SpaceX Options May Not Follow the Standard IPO Playbook

SpaceX options launched last Tuesday and have had some interesting volatility developments since then. As I wrote two weeks ago (SpaceX Options), options on new and much-anticipated IPOs tend to reflect the uncertainty of the underlying and are priced accordingly. Triple digit implied volatility results but soon fades as a price range is established and uncertainty decreases. Vol crush ensues.

Robinhood’s IPO is a great example. Options on HOOD began trading on 08/04/2021 at 215.1%; just 10 trading days later, it was down to 102.1%, a full 113.0 percentage points lower. Rivian’s post-IPO implied volatility followed a similar trajectory, opening at 179.6% and then falling to 100.1% 10 trading days later.

SpaceX options behaved more or less according to plan. On day one of options trading, implied volatility (30-day) was trading at 111.6%. After the initial rally in the underlying failed, SPCX IV fell to 86.2%, 25.4 percentage points lower. As of Monday’s close, it stood at 91.4%. Coupled with time decay, that represents quite a tax on traders who bought options early on.

However, and unlike most other IPOs, I suspect that SPCX implied volatility will remain elevated for two reasons:

1) The stock has very limited float. Float is the freely tradable portion of a company’s stock, excluding restricted shares held by insiders during lock-up periods. At just 4%, the SpaceX float is extremely low. Limited supply and strong demand can amplify volatility and make the stock more sensitive to large orders and news reports. As a result, SPCX implied volatility may be stickier to the downside than was the case with other IPOs that had higher float.

2) Daily SPCX price swings are not moderating, and the company’s valuation is still in flux. After spiking 19.4% on its first trading day, on June 22 SPCX declined 16.4% to $154.60, 23.4% lower than it’s close at its peak last Tuesday. As long as daily double-digit returns prevail, implied volatility should relatively high.

Consequently, uncertainty is still rightfully high and SPCX options should remain relatively expensive until the situation changes. Of course, SpaceX has been trading for barely more than a week, so prices may consolidate as it fades from the news and establishes a trading range. In that case, SPCX implied volatility should gradually decline.

Trading Games

A grim joke on Wall Street goes something like this: a genie grants a trader one wish. Of course, the trader asks for tomorrow’s newspaper with every stock, bond, and commodity closing price, high and low, volume, etc. The genie then grants the wish and conjures up the newspaper. After spending the rest of the day and night researching tomorrow’s price action on his way to certain fame and fortune, the trader places all his orders. When he’s done, he decides to take a look at the rest of the paper. Unfortunately, along with tomorrow’s prices, he also notices his obituary. Twilight Zone anyone?
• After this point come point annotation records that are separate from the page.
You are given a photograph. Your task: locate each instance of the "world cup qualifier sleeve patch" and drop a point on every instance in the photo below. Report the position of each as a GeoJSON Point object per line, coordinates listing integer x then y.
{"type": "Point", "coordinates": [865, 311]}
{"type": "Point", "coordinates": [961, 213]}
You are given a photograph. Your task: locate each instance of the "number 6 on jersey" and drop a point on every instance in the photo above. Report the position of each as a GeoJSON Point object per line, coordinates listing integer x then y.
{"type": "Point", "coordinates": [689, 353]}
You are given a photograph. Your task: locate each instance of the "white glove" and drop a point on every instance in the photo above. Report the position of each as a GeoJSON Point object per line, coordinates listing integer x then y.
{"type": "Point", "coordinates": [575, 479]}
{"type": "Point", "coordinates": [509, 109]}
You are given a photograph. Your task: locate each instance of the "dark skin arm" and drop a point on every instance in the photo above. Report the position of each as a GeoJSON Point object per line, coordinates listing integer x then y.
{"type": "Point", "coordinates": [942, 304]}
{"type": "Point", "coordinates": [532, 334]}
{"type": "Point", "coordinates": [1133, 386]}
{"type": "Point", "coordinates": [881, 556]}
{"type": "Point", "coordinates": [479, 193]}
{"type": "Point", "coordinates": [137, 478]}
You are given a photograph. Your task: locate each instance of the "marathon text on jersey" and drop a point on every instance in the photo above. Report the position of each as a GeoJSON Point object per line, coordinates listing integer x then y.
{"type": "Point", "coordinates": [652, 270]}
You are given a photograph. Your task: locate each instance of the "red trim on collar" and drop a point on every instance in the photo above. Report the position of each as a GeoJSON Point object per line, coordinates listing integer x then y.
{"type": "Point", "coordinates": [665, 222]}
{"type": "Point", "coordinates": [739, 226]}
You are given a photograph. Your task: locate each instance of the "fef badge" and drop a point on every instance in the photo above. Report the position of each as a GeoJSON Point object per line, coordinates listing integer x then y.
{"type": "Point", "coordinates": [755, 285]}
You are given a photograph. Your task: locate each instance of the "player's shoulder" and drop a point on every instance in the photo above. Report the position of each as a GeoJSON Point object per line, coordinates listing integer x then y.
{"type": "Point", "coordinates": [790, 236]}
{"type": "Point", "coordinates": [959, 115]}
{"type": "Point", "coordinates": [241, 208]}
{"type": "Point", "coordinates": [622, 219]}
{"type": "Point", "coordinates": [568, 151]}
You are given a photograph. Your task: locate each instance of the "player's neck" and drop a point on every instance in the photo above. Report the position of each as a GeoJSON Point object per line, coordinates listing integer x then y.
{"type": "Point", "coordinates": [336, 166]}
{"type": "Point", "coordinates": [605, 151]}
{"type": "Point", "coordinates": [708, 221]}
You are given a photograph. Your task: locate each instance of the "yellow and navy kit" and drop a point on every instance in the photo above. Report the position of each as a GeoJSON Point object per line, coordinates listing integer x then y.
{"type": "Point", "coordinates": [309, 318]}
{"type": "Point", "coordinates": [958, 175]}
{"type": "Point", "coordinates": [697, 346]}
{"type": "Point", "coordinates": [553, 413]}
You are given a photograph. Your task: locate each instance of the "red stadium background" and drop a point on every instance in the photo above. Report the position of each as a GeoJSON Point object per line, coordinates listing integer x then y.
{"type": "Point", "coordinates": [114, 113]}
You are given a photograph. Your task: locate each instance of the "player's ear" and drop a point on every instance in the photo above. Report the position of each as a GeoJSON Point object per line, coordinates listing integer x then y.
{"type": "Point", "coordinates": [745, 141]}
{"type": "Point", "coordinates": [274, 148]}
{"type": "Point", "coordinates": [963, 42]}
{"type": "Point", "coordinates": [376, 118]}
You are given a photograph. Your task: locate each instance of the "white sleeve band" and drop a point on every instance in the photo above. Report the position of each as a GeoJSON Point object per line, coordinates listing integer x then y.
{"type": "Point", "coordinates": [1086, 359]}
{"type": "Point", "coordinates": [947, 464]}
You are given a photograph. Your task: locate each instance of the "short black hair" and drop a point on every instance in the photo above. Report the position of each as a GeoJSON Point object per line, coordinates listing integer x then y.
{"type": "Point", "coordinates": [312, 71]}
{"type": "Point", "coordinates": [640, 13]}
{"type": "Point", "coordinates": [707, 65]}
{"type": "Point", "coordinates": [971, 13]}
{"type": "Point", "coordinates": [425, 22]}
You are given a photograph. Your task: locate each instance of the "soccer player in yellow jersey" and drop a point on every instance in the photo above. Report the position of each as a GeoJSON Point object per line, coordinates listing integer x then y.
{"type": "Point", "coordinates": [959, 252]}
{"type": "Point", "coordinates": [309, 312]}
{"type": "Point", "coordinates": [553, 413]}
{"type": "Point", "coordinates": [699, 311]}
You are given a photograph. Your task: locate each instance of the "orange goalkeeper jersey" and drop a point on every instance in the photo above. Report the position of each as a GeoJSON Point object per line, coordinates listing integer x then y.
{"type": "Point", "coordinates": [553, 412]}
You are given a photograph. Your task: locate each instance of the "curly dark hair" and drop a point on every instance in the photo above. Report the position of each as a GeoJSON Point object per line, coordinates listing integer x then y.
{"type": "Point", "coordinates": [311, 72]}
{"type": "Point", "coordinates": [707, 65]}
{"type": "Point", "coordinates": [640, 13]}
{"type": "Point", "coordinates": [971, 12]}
I thought of this when I read about Elm Wealth’s Crystal Ball Challenge, described below:

“Two years ago, we put that conjecture to the test. We called it “The Crystal Ball Challenge.” We staked 120 finance-trained adults with $50 each and handed them the front page of the Wall Street Journal – one day before publication, with any mention of market moves blacked out. In effect, we gave them what every trader dreams of: a working crystal ball. They could go long or short the S&P 500 and 30-year Treasury bonds, with leverage if desired. For example, shown Wednesday’s front page – reporting on Tuesday’s events – they placed their trades at Monday’s close and were closed out at Tuesday’s close, once the news had played out in the market. Each player got 15 trading opportunities, one front page per year from 2008 to 2022.”

The results were interesting. On average, the paid players broke even and about 1/6th went bust. 60,000 additional players staked with $1 million in play money did even worse.

Why? First, First, markets do not always react to news as expected. Unfortunately, the market isn’t always logical or consistent. Prices may already reflect the news, investors may focus on a different detail, or the market may simply ignore it. Second, since the traders believed that they had an insurmountable edge, the players used excessive leverage and poorly sized their trades. Since they picked the correct direction only about 50% of the time, their returns suffered, often disastrously. In short, they erroneously thought they had an edge and bet too big.

When AI models were instructed to trade like a typical wealthy middle-aged US investor, they did better in picking direction and ended up with higher nominal returns. But when the models were put up against professional investors, the results were more of a dead heat. On a nominal basis, the models won, but on a risk-adjusted basis, they came in second due to excessive leverage. Apparently, the professional investors knew better how to size and lever their trades in relation to their convictions.

Of course, the only real test would be against traders using real money and in real world conditions. Traders behave differently when their financial well-being or livelihoods are on the line. Regardless, the game’s broader lesson is clear: successful trading depends not only on how well you interpret the news but on how well you size and manage your trades. The latter is often mistakenly overlooked or paid less attention, with dire results.